Capitolo 33
Katherine rimase interdetta, entrando in casa percepí la puzza di chiuso. Si tolse le scarpe e le sistemó nella scarpiera come ricordava fosse doveroso fare, nel mentre la sua insegnante scappò in sala fuggendo dal suo sguardo curioso. La seguì venendo investita da un'intensa puzza di alcool. Notó il caos, generale, notò i calici di vino, ma soprattutto la pozza rossa sul parquet e i cocci sparsi per la stanza. Guardò West in cerca di spiegazioni e per la prima volta in vita propria la vide arrossire, e il suo volto si contrasse in una smorfia di imbarazzo misto a vergogna.
«Non è proprio un ottimo momento… dammi solo il tempo di sistemarmi e pulire questo casino», corse in camera propria fuggendo dalla sua fame di curiosità.
Katherine si ritrovò sola in mezzo a quella realtà sconosciuta, e curiosa decise di analizzarla con attenzione.
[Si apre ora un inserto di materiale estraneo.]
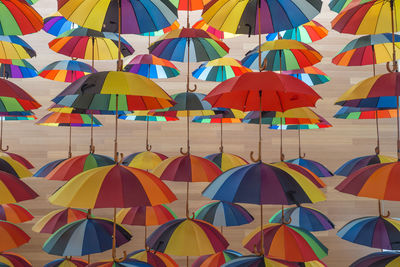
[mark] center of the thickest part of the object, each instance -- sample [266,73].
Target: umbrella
[47,168]
[217,259]
[155,258]
[373,231]
[55,24]
[286,242]
[219,70]
[378,259]
[152,67]
[187,237]
[310,75]
[16,68]
[222,213]
[304,217]
[84,237]
[357,163]
[307,33]
[11,236]
[187,168]
[57,119]
[14,190]
[71,167]
[70,262]
[56,219]
[19,18]
[114,91]
[14,213]
[280,55]
[13,260]
[66,71]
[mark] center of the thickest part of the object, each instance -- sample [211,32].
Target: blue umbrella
[84,237]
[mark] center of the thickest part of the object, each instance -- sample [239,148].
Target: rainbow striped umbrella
[309,32]
[152,67]
[19,18]
[14,213]
[16,68]
[66,71]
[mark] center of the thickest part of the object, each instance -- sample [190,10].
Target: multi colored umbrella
[14,213]
[355,164]
[66,71]
[219,70]
[56,219]
[286,242]
[11,236]
[16,68]
[378,259]
[77,238]
[155,258]
[152,67]
[217,259]
[281,55]
[304,217]
[375,232]
[19,18]
[309,32]
[187,237]
[68,261]
[13,260]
C'erano due calici: West aveva fatto serata con qualcuno? Era per questo che indossava quel vestito? Forse quell'altra persona era ancora in casa?
No, non aveva senso. Non l'avrebbe mai fatta entrare altrimenti. Come aveva fatto ad accettare di farla entrare con quel disordine? Probabilmente era ancora l'effetto del vino che non la faceva ragionare, ma la West che conosceva lei non amava bere o perdere il controllo.
Le West che conosceva lei aveva una casa ordinata e immacolata, indossava dei vestiti puliti, stirati e alla moda, si truccava e non aveva un capello fuori posto. La West che conosceva si svegliava all'alba per fare sport, non sprecava tempo, non era mai impreparata e non l'avrebbe fatta entrare anche se ci fosse solo stato l'angolo del tappeto piegato.
Katherine ciondolò verso le finestre e le aprì per far cambiare l'aria stagnante e aspra dal retrogusto alcolico.
Si avvicinò alla bottiglia, o meglio a ciò che ne restava; era saltata fino al fondo della stanza, il vino era schizzato anche sulle pareti. Era un disegno strano, per essere schizzato in quel verso la bottiglia non era solo caduta dall'alto verso il basso, doveva essere stata lanciata. Altrimenti non se lo sarebbe spiegato.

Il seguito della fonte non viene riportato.